Oysa bizden her zaman her bakımdan maddi-manevi daha zor, daha sıkıntılı dönemler geçiren insanlar var. Olayları değerlendirirken pozitif yaklaşabilmek, başıboş olmadığını idrak etmek, "bu da geçer ya" diyebilmek, sıkıntıyı göğüslemede ve hafifletmede azımsanmayacak  derecede katkısı vardır.  

 

             Kıssadan hisse olabileceğini düşündüğüm bir hikaye:

 

            Padişah daha önce hiç deniz yolculuğu yapmamış bir köle ile aynı gemide yolculuk yapıyordu. Köle korkudan tir tir  titriyor, bir türlü sakinleşemiyor, bağırıp çağırarak herkesi huzursuz ediyor. Padişahın iyice keyfi kaçıyor. Bir adam öne atılarak:

"İzin verirseniz padişahım onu sakinleştireyim".

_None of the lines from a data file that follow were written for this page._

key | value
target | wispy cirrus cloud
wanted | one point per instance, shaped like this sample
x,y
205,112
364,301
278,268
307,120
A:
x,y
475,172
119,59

"Ne yaparsan yap, yeter ki şu adamı sustur", der  adama.

Bağırıp çağıran köleyi tutarak suya atarlar.

"Boğuluyorum, imdaaaat!" diye köle feryat ederek çırpınır.

Köleyi yakalayıp gemiye çıkarırlar. Bir köşeye bırakırlar. Köle artık sessizce oturur.

 Padişah adama niçin öyle yaptığını sorar.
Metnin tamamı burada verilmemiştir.